Along the way, we’ve dealt with drooling, rashes, tics, diarrhea, insomnia, ringing in the ears, night terrors, and vomiting. He has suffered from just about every known type of seizure, and remains at the cognitive level of a two year old. We do not know, and may never know, how much of this is due to the medications, the seizures, or whatever is causing the seizures.

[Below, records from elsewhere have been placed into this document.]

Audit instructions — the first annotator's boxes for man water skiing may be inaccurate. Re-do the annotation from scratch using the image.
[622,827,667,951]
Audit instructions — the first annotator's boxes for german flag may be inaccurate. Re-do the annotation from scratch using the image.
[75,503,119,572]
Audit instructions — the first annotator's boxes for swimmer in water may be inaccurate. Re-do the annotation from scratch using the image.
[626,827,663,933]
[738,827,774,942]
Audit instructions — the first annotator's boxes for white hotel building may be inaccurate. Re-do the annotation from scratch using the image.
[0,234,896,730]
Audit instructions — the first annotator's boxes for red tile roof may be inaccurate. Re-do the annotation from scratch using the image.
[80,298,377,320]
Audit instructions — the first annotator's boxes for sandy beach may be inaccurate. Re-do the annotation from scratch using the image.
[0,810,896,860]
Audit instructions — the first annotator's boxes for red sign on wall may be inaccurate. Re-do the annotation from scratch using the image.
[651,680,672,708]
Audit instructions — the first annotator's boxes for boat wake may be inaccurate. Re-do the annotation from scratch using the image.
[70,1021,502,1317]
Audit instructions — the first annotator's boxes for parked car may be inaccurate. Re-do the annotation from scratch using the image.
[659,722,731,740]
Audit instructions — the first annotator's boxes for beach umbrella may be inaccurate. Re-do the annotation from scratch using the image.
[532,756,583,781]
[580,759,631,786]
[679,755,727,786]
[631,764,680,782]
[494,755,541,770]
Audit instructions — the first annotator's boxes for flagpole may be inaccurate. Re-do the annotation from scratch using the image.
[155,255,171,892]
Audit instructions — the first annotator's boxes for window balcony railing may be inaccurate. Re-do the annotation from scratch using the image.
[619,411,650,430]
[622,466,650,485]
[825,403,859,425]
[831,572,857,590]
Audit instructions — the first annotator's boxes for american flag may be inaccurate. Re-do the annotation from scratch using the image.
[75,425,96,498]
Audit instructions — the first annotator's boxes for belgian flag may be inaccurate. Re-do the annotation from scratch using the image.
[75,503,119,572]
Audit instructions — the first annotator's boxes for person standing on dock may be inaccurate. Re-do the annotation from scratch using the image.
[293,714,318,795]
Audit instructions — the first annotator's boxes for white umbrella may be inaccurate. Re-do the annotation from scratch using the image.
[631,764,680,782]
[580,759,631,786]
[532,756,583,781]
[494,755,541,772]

Through it all, Michael thankfully has maintained his pleasant, easy-going personality. His basic needs are simple—eat, sleep, read a book, watch a video. He is willing to go for a walk, go bowling, walk on the treadmill at the YMCA, put away the silverware from the dishwasher, and go anywhere that involves riding in the car. He has taught all of us so much about enjoying the simple pleasures in life, like Winnie the Pooh, Dr. Seuss, taking naps, and giving hugs. When Michael enjoys something enough to laugh out loud, we all laugh with him—we are so happy to see him happy. Of course, what would really make us happy is to have seizure control, and for Michael to progress, even if it is just to the point of being toilet-trained and able to dress and complete daily living skills independently.
We are thankful for organizations like CURE for focusing on research toward finding a cure for epilepsy. CURE provides us, and generations to come, with hope for a brighter future.